O braço econômico da Igreja Católica é extremamente organizado. Possui um departamento imobiliário em cada grande cidade do País. Seus consultores os orientam a, eventualmente, operar no mercado financeiro. E existe um bem montado setor de auditoria – já que, em 2.000 anos de história, a instituição pôde comprovar como os filhos de Adão são sujeitos a tentações. A Igreja não divulga oficialmente seu patrimônio no Brasil, mas sabe-se que é suficiente para classificá-la entre as grandes fortunas do País. Dados da CNBB informam que ela possui 9.400 propriedades rurais, que somam 254 mil hectares – cinco vezes mais que a soma das fazendas de José Cutrale, o Rei da Laranja. Dentro desse território caberiam 5 mil Vaticanos. Ativos tão grandes já atraíram a cobiça de muitos bancos, que se ofereceram como administradores de recursos. Mas eles ficaram decepcionados ao saber que a Igreja foge da especulação como o diabo da cruz. “Apostar em bolsas de valores é muito apimentado para o nosso paladar”, diz Feliciano. Na década de 70, a instituição chegou a freqüentar regularmente os pregões, através de corretoras como a Multiplic. Mas essas incursões foram reduzidas drasticamente desde então, por causa da volatilidade dos mercados.

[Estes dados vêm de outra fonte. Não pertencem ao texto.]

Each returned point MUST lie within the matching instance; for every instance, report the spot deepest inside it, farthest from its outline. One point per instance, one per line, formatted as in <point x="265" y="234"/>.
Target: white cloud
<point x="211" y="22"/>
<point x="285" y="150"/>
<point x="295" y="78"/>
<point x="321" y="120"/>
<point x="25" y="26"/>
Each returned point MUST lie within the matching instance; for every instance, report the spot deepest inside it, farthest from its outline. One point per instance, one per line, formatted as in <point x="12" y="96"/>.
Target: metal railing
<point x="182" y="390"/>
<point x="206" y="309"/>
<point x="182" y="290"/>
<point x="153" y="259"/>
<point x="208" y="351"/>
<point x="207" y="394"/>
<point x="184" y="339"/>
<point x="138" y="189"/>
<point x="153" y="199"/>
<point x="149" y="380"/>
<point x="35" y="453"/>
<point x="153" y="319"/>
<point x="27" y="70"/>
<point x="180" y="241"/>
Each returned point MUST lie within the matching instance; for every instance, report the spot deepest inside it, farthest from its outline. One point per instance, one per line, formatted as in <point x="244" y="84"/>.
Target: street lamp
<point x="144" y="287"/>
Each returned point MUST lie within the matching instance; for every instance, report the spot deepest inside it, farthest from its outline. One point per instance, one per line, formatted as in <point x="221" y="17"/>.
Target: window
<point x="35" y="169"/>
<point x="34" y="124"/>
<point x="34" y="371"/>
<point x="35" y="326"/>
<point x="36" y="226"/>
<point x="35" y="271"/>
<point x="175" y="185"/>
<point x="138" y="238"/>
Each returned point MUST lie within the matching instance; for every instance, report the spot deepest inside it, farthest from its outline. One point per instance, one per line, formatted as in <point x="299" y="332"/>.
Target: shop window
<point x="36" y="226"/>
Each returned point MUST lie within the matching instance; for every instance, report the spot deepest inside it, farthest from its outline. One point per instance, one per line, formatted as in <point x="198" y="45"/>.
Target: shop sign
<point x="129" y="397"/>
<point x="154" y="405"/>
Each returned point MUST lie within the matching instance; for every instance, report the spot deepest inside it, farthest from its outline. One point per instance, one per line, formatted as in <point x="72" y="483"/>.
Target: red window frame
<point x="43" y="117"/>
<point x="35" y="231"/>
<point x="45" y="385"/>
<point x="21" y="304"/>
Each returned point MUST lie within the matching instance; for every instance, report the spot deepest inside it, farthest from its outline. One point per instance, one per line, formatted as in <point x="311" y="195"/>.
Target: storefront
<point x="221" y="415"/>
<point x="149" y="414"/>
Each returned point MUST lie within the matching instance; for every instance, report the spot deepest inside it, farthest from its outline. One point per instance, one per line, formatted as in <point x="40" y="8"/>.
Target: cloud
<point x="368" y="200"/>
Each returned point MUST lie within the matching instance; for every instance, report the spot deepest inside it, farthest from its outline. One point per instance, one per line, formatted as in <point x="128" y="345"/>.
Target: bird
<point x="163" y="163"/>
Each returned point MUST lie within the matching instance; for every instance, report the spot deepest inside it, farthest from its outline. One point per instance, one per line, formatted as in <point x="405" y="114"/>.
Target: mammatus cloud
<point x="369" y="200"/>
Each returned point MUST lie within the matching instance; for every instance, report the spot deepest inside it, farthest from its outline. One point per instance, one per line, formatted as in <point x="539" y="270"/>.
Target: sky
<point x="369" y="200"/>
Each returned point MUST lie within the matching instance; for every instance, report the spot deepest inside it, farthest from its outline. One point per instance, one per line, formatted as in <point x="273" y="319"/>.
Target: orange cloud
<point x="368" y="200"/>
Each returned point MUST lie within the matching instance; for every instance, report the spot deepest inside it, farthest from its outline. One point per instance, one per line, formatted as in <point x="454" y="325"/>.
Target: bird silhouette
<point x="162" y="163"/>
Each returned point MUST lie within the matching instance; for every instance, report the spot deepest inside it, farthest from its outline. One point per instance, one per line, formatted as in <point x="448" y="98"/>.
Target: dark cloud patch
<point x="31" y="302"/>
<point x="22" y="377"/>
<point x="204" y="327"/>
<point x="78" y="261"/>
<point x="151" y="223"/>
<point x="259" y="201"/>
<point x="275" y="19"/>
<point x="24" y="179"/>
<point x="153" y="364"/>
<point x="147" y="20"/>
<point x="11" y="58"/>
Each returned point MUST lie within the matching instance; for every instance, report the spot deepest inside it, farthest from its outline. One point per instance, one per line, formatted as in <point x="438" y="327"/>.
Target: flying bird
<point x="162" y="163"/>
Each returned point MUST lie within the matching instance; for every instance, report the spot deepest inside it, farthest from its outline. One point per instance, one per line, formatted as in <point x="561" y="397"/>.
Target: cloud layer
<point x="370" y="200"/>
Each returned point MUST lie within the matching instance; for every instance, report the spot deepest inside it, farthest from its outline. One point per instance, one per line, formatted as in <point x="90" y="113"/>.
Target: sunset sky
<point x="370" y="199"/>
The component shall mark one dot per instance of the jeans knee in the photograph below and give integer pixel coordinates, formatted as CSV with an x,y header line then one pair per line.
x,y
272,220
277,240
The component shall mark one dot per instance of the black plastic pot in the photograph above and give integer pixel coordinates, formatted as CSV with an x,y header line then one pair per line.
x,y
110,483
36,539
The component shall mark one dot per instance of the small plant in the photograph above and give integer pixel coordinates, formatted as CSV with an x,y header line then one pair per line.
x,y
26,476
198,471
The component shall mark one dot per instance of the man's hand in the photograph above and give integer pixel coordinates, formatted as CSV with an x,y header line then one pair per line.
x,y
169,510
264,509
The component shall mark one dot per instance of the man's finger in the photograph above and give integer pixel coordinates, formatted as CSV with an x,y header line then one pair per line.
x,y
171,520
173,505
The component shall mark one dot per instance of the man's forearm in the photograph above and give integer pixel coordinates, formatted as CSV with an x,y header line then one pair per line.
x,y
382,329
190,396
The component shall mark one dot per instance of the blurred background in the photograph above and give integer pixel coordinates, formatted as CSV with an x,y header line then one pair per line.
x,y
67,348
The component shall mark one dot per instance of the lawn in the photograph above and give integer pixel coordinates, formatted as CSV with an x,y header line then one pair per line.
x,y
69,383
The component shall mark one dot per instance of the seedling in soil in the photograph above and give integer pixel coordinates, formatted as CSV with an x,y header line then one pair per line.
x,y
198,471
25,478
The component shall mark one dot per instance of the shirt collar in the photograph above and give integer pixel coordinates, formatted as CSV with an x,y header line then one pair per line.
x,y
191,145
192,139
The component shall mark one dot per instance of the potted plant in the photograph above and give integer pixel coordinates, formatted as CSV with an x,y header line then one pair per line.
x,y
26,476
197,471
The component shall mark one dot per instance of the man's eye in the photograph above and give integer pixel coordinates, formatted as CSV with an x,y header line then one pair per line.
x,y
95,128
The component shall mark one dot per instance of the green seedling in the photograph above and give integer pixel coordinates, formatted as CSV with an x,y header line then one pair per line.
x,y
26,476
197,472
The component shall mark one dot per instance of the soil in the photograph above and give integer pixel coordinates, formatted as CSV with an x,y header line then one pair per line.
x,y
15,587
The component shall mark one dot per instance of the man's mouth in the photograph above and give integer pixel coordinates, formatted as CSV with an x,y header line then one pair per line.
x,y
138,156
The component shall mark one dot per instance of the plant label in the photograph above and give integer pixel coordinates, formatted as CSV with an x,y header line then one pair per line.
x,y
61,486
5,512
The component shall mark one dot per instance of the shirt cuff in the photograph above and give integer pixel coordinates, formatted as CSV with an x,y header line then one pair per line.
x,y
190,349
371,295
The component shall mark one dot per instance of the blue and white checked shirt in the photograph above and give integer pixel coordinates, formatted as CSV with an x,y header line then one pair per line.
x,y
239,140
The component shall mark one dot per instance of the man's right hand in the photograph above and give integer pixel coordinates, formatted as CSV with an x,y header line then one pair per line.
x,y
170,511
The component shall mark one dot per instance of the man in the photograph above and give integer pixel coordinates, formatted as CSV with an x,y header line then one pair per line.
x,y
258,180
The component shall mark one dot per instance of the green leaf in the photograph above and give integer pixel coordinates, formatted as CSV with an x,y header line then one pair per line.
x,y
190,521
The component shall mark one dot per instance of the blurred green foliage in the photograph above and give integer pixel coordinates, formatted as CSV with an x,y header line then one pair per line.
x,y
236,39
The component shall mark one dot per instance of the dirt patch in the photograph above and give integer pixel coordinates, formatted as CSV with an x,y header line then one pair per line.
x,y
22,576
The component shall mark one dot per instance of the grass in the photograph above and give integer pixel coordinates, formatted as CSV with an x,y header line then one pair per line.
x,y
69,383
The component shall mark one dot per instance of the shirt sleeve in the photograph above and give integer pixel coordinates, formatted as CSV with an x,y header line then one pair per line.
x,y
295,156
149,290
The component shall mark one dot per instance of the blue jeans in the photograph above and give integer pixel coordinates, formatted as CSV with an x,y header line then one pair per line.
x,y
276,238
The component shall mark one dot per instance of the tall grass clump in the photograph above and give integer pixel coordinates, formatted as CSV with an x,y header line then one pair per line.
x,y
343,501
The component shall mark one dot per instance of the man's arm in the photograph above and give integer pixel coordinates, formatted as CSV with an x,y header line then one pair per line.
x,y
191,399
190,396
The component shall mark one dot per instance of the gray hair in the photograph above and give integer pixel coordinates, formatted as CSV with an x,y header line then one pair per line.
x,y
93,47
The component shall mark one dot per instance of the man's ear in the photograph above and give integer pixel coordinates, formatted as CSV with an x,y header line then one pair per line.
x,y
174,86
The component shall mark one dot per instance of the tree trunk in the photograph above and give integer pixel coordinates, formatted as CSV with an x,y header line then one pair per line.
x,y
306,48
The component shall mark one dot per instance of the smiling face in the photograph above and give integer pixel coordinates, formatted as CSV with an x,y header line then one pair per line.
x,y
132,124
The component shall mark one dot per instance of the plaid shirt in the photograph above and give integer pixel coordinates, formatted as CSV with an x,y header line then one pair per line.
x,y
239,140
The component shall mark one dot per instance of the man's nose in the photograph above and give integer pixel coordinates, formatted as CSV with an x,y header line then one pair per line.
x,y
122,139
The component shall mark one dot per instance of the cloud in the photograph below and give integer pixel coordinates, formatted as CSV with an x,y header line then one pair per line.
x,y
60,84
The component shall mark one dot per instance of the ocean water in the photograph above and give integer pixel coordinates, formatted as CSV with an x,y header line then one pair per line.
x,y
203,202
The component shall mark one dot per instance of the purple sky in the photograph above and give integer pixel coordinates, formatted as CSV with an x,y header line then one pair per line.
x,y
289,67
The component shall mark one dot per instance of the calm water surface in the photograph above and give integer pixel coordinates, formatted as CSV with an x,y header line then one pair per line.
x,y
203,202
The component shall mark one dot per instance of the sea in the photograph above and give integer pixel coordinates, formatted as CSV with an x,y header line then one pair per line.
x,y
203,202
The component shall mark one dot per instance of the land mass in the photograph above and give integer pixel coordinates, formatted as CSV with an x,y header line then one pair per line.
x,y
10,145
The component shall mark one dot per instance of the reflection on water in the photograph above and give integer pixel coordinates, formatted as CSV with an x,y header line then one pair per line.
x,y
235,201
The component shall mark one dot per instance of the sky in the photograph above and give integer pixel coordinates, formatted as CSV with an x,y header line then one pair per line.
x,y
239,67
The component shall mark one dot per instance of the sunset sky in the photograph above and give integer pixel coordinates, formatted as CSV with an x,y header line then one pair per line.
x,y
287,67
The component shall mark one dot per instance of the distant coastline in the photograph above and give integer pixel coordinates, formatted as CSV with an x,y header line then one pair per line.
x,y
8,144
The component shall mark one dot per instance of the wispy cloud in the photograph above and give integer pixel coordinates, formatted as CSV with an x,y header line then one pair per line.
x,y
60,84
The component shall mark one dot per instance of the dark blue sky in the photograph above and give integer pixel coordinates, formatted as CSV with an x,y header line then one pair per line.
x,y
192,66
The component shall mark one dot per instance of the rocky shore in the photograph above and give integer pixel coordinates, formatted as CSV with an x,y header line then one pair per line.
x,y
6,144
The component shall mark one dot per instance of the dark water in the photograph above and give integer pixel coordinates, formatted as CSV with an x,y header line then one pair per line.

As decisões da Igreja são cautelosas e sempre tomadas em conjunto. O consultor sênior da Merril Lynch, Marcílio Marques Moreira, é um dos votantes. Uma vez por mês ele reserva um canto em sua agenda atribulada e, por algumas horas, ocupa um dos seis assentos do Conselho de Assuntos Econômicos da Arquidiocese do Rio. O ex-ministro, que cobra R$ 5 mil para fazer palestras em empresas, trabalha no conselho de graça. É voluntário ao lado de figuras ilustres como o ex-ministro da Justiça, Célio Borja (que em sua banca de direito cobra R$ 1.000 por hora). Completam a mesa o magnata da construção João Fortes, pai do deputado Márcio Fortes, e três clérigos. Em São Paulo, o conselho já teve a presença do ex-ministro Luiz Carlos Bresser Pereira, hoje afastado. Os conselheiros ajudam a trazer para a Igreja soluções difundidas no mercado, mas com as quais a instituição tem pouca familiaridade. Foi por sugestão de Marcílio que a Igreja fez uma permuta de espaço publicitário com as empresas que financiaram a visita do papa João Paulo II ao Brasil, em 1997. Economizou assim R$ 7 milhões. As contas foram auditadas pela Price Waterhouse, que não cobrou pelo serviço.

Como investidora, a Igreja é conservadora. “Aplicamos 90% do patrimônio em imóveis, porque é seguro e permite à Igreja tempo livre para se concentrar em atividades sociais”, diz o ex-ministro Célio Borja. Conservadorismo, porém, não significa ineficiência. Em São Paulo, todo o sistema de contabilidade das dioceses está sendo informatizado. No Rio, o setor de administração de imóveis conta com uma banca de cinco advogados, que vigiam a inadimplência mantendo-a em nível baixíssimo, inferior a 2%. Os índices do restante do mercado vão de 6% a 10%. Isso, sabendo-se que a taxa de ocupação dos imóveis da diocese é de 95%, bem acima da média apurada no centro do Rio. “Até nisso Deus tem nos ajudado”, agradece Feliciano.